Your help would be highly appreciated.

Thanks,
Chinmay

The script looks fine, but you might want to replace the launch command with torchrun as the former is (or will be) deprecated. Are you able to check the GPU utilization on this node and could you check if all devices are used?

1 Like

Thank you so much for your reply. I do not have the permission to log in to individual nodes and thus, I can not see utilization. Although, I can see that the batch size for individual node is getting divided by the number of GPUs(4).

That’s a good point.
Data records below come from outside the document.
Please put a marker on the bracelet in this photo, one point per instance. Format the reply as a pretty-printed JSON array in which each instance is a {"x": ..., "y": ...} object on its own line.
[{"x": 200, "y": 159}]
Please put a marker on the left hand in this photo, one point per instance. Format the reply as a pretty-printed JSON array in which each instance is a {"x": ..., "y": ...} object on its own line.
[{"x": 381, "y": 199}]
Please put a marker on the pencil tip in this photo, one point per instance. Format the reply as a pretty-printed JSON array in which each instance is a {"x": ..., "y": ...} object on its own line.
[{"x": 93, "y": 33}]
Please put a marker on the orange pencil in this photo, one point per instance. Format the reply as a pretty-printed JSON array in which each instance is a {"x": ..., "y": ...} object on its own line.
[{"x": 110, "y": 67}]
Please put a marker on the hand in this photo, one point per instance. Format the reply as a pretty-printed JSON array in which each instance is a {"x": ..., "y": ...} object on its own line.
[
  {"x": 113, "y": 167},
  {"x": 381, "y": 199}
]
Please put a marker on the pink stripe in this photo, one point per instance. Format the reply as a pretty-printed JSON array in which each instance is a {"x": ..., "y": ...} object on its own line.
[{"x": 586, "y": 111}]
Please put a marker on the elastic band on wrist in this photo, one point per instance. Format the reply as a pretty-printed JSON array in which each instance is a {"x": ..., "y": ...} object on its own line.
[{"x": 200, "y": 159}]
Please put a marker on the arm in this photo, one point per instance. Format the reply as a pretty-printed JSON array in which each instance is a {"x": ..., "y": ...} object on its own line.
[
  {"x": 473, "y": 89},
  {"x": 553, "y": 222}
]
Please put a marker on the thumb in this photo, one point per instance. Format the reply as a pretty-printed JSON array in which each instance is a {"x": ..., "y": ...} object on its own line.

Additionally you could add a few print statements and make sure the data is pushed to all devices and the corresponding parameters are on the same device.

1 Like

Just to make sure that I understood it correctly. It is not sufficient to have the slurm parameters or torchrun separately. We need to provide both of them for things to work.

I’m not a slurm expert and think it could be possible to let slurm handle the distributed run somehow.
However, I’m using slurm to setup the node and let PyTorch handle the actual DDP launch (which seems to also be your use case). Let’s wait if some slurm experts might give you more ideas.

2 Likes

Hi, @ptrblck can you please share more details on how you use slurm to setup the node?